Spatiotemporal Contributions of Advected and Recycled Moisture to Water Resource Variability in China

Water security in China is challenged by pronounced spatial and temporal heterogeneity in water resources, driven by distinct moisture sources: advected (externally transported) and recycled (locally generated) moisture. However, the quantitative impacts of different moisture sources on hydrological variability remain unexplored. This study quantified their contributions to precipitation (P) and water availability (WA) across China and its nine major river basins from 2000 to 2022 using atmospheric moisture tracking. We propose a novel decomposition framework to partition the variability of total P and WA into independent contributions from each moisture source and their synergistic interactions. We find that synergistic effects between the two sources amplify national-scale spatial disparities but mitigate intra-basin heterogeneity in five of the nine major basins. At the national scale, advected moisture peaks earlier in the year than recycled moisture.

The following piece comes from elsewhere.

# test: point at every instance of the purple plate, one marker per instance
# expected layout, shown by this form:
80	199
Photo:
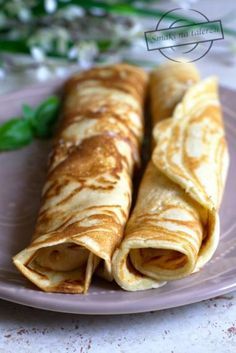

However, a distinct north-south contrast emerges: southern regions depend more on advected moisture, while northern regions depend primarily on recycled moisture. Unsynchronized peaks between advected and recycled moisture in southern basins buffer seasonal extremes, whereas synchronized peaks in northern basins intensify intra-annual variability. These findings underscore the need for region-specific water management: climate-informed strategies for advected moisture-dependent regions and land-atmosphere feedback-aware approaches for recycled moisture-reliant areas. This study provides a framework for addressing hydrological imbalances under changing climate and land-use patterns.